Trump’s Deregulation Record
The president did more to free us from red tape than any modern predecessor.
One of the major accomplishments President Donald Trump likes to tout in his (first?) four years in office is deregulation. Cutting back on the seemingly endless red tape that hamstrings the private sector was a key campaign promise that helped elect Trump in 2016. His ability to deliver on that promise is what helped Trump draw even more votes in 2020.
We noted earlier this year the scope of Trump’s deregulation, which included reducing the length of environmental review necessary for infrastructure projects and rolling back Barack Obama’s unrealistic fuel-economy standards. At the time, the president claimed that his deregulatory crusade had provided the average American household with an extra $3,100 per year.
What impact did Trump’s attempts at deregulation truly have on the country? While his administration claims that Trump significantly deregulated the country, recent independent analyses by various organizations argue that his work in this regard may be good but also a bit exaggerated.

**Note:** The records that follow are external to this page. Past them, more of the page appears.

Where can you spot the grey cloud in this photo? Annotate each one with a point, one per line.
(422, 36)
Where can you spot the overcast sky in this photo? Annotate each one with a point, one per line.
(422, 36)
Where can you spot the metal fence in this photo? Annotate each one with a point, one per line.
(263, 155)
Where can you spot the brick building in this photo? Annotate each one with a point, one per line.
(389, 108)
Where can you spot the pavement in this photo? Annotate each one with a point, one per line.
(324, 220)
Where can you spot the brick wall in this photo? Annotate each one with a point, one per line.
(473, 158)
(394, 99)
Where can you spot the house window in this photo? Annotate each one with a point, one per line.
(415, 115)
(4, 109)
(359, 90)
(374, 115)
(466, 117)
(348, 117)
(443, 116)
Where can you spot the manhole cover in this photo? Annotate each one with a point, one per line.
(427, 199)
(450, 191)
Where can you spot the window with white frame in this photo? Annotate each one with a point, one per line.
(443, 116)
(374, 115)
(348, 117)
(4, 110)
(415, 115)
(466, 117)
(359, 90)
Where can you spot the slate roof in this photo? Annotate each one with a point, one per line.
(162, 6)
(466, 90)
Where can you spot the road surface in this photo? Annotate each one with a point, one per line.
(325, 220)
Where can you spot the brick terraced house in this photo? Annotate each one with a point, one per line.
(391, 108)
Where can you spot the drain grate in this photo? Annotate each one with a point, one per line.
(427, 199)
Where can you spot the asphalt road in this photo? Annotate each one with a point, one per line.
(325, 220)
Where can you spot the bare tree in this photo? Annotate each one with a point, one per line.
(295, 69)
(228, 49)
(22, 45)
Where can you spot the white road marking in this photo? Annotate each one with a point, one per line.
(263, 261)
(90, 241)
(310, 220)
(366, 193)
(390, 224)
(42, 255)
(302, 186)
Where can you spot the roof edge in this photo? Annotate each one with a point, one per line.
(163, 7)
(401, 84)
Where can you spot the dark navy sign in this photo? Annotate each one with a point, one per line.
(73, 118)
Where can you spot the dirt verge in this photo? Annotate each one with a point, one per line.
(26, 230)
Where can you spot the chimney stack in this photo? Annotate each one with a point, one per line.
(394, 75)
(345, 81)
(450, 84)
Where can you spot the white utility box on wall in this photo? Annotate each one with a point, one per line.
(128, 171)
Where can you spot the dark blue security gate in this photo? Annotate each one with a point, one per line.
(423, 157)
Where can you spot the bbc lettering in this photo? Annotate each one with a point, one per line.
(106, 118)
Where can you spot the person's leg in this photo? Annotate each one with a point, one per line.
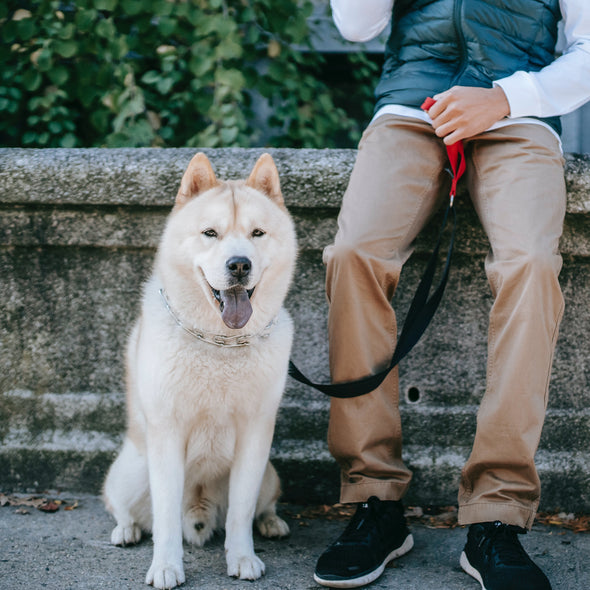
(393, 189)
(517, 186)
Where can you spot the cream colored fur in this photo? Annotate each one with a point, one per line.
(201, 417)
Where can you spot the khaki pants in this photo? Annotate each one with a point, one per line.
(515, 180)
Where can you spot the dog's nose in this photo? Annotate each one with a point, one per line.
(239, 266)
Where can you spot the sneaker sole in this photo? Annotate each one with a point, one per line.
(371, 576)
(469, 569)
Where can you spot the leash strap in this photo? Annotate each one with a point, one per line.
(423, 306)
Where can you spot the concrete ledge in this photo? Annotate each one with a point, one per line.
(78, 230)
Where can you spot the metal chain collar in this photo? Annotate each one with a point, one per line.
(218, 339)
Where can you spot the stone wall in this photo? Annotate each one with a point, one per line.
(78, 229)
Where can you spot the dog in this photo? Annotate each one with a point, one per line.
(206, 366)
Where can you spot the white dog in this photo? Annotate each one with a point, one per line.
(206, 368)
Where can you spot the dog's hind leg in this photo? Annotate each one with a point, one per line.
(126, 495)
(268, 523)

The Penn Program on Regulation at the University of Pennsylvania asserted in a recent report that Trump’s deregulatory accomplishments are not nearly as great as the president claims. The Mercatus Center and the Competitive Enterprise Institute both cut the administration a little more slack. Analysts there point out that while the aggregate number of regulations in the Code of Federal Regulations (CFR) continued to grow during the Trump administration, “more significant rules have been removed than added.” It’s also worth noting that Trump halted the continued rise of new regulations being added to the CFR, a trend going back to the George H.W. Bush administration, and nearly flattened it.
While it’s a stretch to say that Trump truly deregulated the country, he certainly ratcheted back the growth of regulation significantly. He also was able to save taxpayers money and give the private sector a boost at the same time. The strong economic growth pre-COVID and the surprising resilience of the post-COVID economic rebound are testaments to his accomplishments.
The regulatory burden that America has suffered in recent times is a price we pay for the larger, intrusive, and pervasive government that Democrats have been foisting on us for decades. It’s also the fault of Congress, which has abdicated much of its constitutional duties to the federal bureaucracy, giving unelected career apparatchiks the power to make rules that govern our commerce and our lives instead of spelling out specifics in the laws passed by Congress. The bureaucracy grows unchecked while members of Congress avoid making tough decisions so they can focus on what they really want to do — get reelected and stay in office indefinitely.
President Trump’s record in reining in the federal bureaucracy and our out-of-control regulatory state has been greater than any president in recent memory, Republican or Democrat. Because much of his work was conducted via executive order, it may be frustratingly easy for a President Joe Biden to use executive orders to reverse much of that good work. Voters must continue to hold the president and Congress to account to keep the regulatory state from swallowing us whole.